Signal_ThresholdOpenおよびSignal_ThresholdCloseの入力パラメータは、ポジションの開閉のための閾値レベルを指定することができます。

LongCondition()およびShortCondition()メソッドのコードでは、閾値の固定値を指定しています:

  • ポジションを開く:80;
  • ポジションを閉じる:40;

MQL5ウィザードによって生成されたエキスパートアドバイザーは、トレード信号モジュールからの「投票」に基づいてポジションを開閉します。メインモジュールの投票結果も使用されますが、LongCondition()およびShortCondition()メソッドは常に0を返します。

メインモジュールの投票結果も「投票」の平均化に使用されます。私たちの場合、メインモジュール+1モジュールのトレード信号があるため、この事実を考慮して閾値を設定する必要があります。このため、ThresholdOpenとThresholdCloseはそれぞれ40=(0+80)/2、20=(0+40)/2として設定されるべきです。

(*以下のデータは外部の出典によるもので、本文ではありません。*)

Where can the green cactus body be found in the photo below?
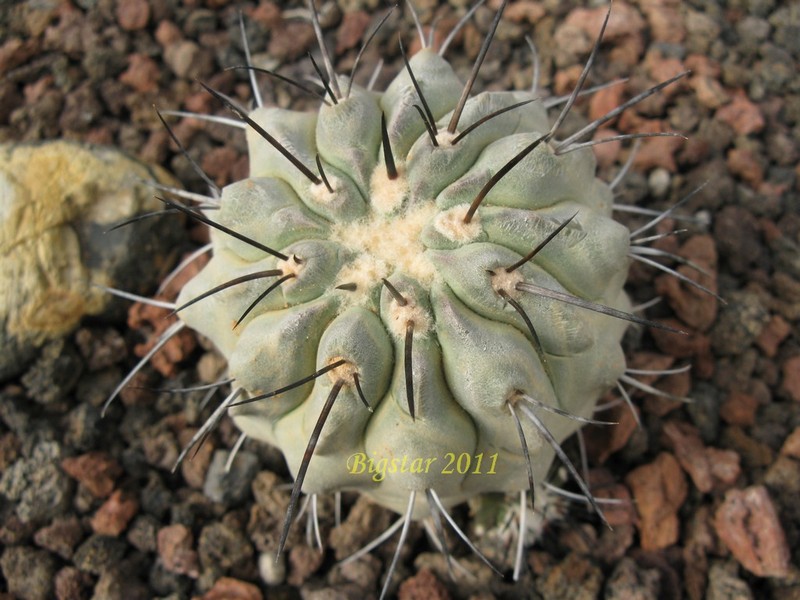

Signal_StopLevelおよびSignal_TakeLevelの入力パラメータは0に設定されています。これは、ポジションのクローズは、閉じる条件が真であるときのみ行われることを意味します。

2.4. 履歴バックテスト結果

エキスパートアドバイザーの履歴データ(EURUSD H1、テスト期間:2010.01.01-2011.03.16、PeriodMFI=37、MA_period=11)に基づくバックテストを考慮しましょう。

エキスパートアドバイザーの作成においては、固定ボリューム(固定ロットで取引、0.1)を使用し、トレーリングストップアルゴリズムは使用しませんでした(トレーリングは使用しない)。

ブルリッシュ・ハラミ/ベアリッシュ・ハラミ + MFIに基づくエキスパートアドバイザーのテスト結果

図11. ブルリッシュ・ハラミ/ベアリッシュ・ハラミ + MFIに基づくエキスパートアドバイザーのテスト結果

最適な入力パラメータのセットは、MetaTrader 5の戦略テスターを使用して見つけることができます。

MQL5ウィザードで作成されたエキスパートアドバイザーのコードは、expert_abh_bh_mfi.mq5に添付されています。